The total number of heat units required for B. distincta to complete its development (783 DD) was higher than that of other stink bug species like B. hilaris (285. 4 DD), T. pallidovirens (370.4 DD), N. viridula (434.8 DD), H. halys (537.6 DD), C. hilaris (573 DD), A. thunbergii (666.6 DD), and C. uhleri (714.3 DD) [15,16,35,36]. A three-year field study on stink bug populations from two macadamia orchards showed that the first nymphal peak of the B. distincta required 515 DD while the second peak required 807 DD (Pieter Haasbroek, unpublished data). The latter study used a Tmin of 10 °C for all life stages to estimate the DD of B. distincta, while the current study applied systematically, laboratory-obtained stage-specific Tmin values, which could explain the differences between the number of DD calculated. Since the DD impacts the seasonal number of generations, it is possible that B. distincta completes fewer generations due to its high number of DD.

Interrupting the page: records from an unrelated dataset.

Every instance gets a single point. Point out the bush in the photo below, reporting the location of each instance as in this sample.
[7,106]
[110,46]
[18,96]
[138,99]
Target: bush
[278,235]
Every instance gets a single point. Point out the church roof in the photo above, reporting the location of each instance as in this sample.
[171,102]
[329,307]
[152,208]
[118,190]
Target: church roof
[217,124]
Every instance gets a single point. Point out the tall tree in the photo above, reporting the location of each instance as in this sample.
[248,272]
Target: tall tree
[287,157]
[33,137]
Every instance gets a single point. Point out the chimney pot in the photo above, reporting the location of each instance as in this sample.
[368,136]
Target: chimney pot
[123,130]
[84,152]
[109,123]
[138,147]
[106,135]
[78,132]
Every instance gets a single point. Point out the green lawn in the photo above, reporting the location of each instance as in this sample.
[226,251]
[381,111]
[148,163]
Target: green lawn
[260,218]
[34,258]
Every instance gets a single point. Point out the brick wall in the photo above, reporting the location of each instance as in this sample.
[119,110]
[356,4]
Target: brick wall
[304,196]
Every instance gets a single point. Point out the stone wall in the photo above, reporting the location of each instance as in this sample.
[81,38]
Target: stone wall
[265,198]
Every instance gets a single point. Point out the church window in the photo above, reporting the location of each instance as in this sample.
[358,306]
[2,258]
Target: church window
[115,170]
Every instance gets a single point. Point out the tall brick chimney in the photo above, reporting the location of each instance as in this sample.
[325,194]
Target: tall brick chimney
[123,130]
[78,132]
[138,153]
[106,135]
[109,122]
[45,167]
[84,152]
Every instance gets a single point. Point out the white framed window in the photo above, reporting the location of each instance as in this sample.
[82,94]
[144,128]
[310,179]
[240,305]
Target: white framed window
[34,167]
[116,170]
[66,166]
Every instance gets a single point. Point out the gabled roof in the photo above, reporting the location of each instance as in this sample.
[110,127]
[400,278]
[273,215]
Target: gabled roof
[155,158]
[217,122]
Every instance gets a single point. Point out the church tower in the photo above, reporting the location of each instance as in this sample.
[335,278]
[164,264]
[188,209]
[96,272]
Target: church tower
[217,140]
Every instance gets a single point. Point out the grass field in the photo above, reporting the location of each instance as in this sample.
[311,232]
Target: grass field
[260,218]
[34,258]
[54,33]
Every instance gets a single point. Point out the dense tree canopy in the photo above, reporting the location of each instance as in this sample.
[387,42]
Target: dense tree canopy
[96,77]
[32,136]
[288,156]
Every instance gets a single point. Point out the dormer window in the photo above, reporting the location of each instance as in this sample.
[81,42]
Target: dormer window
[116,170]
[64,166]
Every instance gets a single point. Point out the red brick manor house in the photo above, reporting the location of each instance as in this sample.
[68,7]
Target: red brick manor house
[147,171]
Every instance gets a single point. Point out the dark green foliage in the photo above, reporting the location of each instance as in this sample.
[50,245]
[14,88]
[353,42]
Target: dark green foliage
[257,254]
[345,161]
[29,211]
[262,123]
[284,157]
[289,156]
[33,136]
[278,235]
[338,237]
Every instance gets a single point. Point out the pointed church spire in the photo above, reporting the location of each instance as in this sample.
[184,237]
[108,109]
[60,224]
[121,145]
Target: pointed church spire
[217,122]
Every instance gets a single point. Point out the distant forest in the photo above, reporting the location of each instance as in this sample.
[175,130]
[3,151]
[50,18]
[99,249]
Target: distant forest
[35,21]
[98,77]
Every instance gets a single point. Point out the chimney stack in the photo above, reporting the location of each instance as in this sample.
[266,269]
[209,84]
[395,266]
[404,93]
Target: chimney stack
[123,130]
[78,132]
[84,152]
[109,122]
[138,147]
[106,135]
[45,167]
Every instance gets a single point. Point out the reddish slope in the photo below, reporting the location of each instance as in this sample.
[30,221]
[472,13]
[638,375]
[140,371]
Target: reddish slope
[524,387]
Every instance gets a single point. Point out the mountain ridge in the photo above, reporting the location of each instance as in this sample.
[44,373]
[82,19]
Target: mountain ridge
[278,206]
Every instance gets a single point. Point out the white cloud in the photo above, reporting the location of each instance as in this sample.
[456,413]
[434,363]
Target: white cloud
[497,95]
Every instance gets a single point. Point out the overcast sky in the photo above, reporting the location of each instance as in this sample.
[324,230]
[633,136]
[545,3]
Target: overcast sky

In conclusion, the macadamia orchard’s ambient mean temperature (five years) was 20 °C with a minimum temperature of 1.0 °C and a maximum temperature of 42 °C for a period of five years [43]. This farm is situated in a dry-winter subtropical highland climate with noticeable dry winters and rainy summers and sometimes experiences extremely hot summers. Thus, B. distincta’s population in macadamia orchards will grow rapidly in warmer temperatures, with survival rates not decreasing at temperatures as high as 29 °C. The thermal range of 13.5 (Tmin) to 38 °C (Tmax) with an optimum developmental rate of 29.5 °C (Topt) implies that this species can develop at a wide range of temperatures and possibly expand its range as temperatures continue to rise due to global warming.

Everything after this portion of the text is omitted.